Their squabble escalated.
"If my husband and I were having sex and it touched my anus, do I need to go turn myself in to some health official?" Danburg asked.
"I suggest your husband goes to see a doctor about his aim," Chisum replied.

Liberal women in Texas have been fighting this fight for a very long time, and they know how to do it.

This abortion debacle, like the great dildo wars and fights over sodomy laws before it, demonstrates the deep divides that characterize Texas politics. While the primary system means the Republicans who control the state are wholly owned by the hard right—something Lt. Gov. David Dewhurst learned recently when he failed to out-right-wing Ted Cruz in the Republican primary for Senate—Texas has plenty of liberal strongholds.
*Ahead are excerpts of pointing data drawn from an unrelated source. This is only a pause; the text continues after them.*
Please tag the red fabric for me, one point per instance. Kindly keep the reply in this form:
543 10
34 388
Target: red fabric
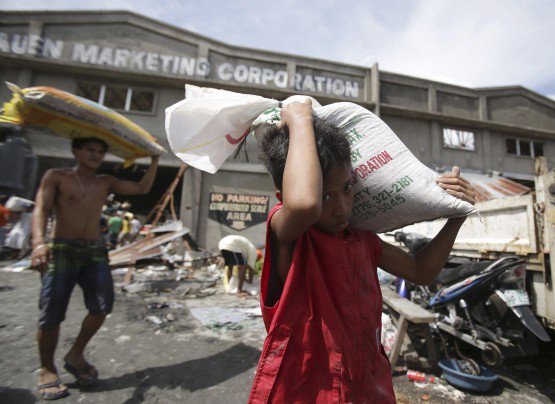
4 215
323 343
It's not just Austin, the famously liberal capital, either. All the major cities in Texas and most of the counties bordering Mexico also vote heavily Democratic, as this electoral map from 2012 shows:

texas map

Texas will likely stay Republican in the near future, but the long run is more up for grabs. Despite its rednecky image, Texas is incredibly racially diverse, one out of only five states in the country where whites are actually in a minority. As the rolls of voters of color swell, the hard-right politics-as-usual will be harder to defend. This week's abortion debate may just be a taste of what's to come, especially as it has emboldened these often quiet ranks of Texas liberals.